Hoping for Protective Legislation
On the issue of data breaches and identity theft, a topic covered frequently in ITI publications this year, here's the assessment for 2006 from a nonprofit organization known for its work in the area. "The world of identity theft continues to evolve," said Linda Foley, founder of the Identity Theft Resource Center (www.idtheftcenter.org). "However, we are optimistic about the trends we are seeing in corporate America in dealing with this crime. In 2006, 25 states created laws in regard to identity theft and information security. Congress introduced 34 bills. While these federal bills were not finalized, the fact that Congress is in discussion about this crime gives us hope for the future.
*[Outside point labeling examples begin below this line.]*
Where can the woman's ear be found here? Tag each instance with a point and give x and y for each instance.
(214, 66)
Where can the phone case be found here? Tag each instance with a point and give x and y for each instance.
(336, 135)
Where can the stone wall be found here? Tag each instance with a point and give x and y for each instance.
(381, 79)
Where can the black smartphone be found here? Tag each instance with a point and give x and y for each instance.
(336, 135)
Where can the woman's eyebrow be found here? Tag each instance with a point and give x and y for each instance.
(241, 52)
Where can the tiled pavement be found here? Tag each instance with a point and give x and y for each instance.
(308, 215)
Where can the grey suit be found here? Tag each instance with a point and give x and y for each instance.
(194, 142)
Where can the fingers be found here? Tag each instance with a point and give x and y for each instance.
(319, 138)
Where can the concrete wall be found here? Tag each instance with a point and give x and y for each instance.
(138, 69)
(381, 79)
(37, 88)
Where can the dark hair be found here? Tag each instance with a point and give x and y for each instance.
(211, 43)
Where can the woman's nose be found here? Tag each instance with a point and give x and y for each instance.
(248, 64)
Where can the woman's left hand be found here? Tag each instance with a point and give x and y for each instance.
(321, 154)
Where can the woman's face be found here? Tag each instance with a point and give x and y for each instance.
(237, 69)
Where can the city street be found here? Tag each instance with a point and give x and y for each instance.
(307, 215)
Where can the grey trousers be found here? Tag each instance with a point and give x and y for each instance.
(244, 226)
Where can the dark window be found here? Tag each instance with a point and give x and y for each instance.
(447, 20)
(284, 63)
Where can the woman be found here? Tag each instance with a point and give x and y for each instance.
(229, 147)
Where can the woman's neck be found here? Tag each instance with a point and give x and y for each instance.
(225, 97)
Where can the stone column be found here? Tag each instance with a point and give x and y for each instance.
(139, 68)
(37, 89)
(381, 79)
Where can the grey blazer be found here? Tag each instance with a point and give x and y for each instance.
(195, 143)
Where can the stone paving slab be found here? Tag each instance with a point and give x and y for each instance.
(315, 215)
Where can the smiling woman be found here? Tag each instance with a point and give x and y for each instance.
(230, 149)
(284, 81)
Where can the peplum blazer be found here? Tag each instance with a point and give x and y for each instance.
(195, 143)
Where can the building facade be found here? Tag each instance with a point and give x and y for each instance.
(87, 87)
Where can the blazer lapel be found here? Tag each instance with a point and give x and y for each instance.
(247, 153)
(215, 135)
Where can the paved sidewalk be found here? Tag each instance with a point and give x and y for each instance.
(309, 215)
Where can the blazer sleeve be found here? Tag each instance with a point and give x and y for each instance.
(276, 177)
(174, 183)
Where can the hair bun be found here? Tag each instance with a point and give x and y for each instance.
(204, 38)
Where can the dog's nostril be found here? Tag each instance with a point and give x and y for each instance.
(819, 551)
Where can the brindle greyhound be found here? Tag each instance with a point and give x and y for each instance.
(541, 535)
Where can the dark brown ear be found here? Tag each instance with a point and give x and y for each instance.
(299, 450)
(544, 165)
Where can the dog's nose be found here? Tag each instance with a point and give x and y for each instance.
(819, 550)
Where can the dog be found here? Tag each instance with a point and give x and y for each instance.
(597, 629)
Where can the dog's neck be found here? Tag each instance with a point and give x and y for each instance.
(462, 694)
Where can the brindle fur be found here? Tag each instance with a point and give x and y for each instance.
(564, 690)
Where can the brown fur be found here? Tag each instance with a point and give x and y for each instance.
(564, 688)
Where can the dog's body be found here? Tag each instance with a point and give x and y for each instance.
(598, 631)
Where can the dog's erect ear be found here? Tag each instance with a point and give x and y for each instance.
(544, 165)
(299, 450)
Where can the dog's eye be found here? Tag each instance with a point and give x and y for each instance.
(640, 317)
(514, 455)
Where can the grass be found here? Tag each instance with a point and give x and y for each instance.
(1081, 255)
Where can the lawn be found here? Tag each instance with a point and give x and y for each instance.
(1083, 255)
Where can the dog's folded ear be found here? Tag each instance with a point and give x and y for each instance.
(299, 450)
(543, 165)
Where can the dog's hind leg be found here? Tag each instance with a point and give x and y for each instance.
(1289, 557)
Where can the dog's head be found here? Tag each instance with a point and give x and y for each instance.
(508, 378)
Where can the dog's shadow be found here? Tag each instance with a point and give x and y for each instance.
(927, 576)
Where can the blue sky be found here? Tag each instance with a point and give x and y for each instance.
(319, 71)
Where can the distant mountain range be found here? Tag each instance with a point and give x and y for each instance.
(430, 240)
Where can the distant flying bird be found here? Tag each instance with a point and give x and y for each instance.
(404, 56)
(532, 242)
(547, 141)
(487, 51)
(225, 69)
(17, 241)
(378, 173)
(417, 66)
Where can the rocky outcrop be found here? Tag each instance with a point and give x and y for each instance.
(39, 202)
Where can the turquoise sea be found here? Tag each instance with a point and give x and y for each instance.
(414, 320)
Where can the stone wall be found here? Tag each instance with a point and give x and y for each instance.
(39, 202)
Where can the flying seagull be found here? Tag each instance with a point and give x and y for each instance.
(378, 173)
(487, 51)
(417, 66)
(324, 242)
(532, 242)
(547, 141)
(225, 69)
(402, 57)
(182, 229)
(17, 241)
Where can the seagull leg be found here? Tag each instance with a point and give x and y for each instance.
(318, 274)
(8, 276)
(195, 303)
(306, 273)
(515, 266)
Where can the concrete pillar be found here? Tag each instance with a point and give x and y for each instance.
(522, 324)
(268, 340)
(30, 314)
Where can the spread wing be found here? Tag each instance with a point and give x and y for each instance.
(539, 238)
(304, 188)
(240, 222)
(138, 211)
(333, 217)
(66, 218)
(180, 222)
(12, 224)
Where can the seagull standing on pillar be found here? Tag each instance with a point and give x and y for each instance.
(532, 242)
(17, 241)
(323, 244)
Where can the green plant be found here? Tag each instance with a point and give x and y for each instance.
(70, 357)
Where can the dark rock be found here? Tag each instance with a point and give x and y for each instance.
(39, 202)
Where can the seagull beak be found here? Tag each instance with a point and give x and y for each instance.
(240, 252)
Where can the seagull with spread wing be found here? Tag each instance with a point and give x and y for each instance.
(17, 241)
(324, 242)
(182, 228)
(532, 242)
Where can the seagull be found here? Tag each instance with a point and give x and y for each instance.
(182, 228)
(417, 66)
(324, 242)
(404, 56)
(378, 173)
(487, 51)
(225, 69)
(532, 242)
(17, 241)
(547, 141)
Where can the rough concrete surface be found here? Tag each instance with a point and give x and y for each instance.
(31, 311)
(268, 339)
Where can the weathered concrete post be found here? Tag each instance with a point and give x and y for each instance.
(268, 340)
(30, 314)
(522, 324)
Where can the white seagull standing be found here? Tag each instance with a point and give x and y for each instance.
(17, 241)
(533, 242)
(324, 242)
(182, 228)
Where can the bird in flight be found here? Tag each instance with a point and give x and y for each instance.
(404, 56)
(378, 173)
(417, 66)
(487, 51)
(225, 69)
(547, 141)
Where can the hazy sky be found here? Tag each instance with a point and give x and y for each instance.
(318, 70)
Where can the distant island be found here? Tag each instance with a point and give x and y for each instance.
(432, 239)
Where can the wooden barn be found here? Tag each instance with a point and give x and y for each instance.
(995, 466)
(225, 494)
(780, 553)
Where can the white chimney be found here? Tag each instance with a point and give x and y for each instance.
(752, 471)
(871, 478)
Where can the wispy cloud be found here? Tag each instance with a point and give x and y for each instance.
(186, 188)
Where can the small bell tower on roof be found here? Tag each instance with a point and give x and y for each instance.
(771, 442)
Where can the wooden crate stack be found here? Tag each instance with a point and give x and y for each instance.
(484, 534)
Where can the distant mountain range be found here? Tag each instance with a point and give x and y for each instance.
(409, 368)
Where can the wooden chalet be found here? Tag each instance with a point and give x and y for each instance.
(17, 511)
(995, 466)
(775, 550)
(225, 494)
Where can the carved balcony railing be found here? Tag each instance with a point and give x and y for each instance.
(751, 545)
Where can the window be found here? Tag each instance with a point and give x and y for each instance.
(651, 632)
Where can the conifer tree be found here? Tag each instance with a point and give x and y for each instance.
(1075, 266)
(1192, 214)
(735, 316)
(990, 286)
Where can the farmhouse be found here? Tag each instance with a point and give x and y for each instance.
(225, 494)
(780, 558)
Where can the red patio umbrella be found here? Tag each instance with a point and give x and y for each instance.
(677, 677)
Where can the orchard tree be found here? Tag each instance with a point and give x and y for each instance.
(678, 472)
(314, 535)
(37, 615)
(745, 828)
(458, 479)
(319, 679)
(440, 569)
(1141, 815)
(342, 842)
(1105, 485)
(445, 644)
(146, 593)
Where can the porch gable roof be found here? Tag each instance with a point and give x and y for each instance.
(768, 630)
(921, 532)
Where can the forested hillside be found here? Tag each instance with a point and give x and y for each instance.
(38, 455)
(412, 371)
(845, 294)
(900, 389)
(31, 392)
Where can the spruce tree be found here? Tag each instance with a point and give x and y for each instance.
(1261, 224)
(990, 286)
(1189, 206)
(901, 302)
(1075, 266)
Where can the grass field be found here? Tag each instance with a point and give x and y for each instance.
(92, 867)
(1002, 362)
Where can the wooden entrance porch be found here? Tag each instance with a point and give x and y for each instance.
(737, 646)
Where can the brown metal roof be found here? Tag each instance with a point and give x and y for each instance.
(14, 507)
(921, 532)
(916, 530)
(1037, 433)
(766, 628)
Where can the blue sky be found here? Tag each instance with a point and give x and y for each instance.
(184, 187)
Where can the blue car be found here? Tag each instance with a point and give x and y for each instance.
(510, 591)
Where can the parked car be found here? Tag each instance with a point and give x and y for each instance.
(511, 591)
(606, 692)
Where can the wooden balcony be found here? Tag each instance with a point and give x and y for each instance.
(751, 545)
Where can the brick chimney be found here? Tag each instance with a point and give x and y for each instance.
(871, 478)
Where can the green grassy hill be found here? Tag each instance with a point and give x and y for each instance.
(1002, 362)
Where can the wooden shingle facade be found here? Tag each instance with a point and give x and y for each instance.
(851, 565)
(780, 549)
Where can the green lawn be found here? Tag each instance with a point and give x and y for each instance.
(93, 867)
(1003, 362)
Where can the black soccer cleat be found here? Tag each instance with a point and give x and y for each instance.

We are also encouraged that Congress is taking the time to make sure the laws it passes will actually be beneficial and not just a knee-jerk reaction that does not address the complete picture."
Through Other Lenses
You can get varying perspectives on the hot topics of the year from the lists issued by the search engines:
By the way, Advertising Age reported (http://adage.com/digital/article.php?article_id=114014) that Web 2.0 was the No. 1 Wikipedia entry most cited by bloggers during the year, according to Nielsen BuzzMetrics (http://nielsenbuzzmetrics.com).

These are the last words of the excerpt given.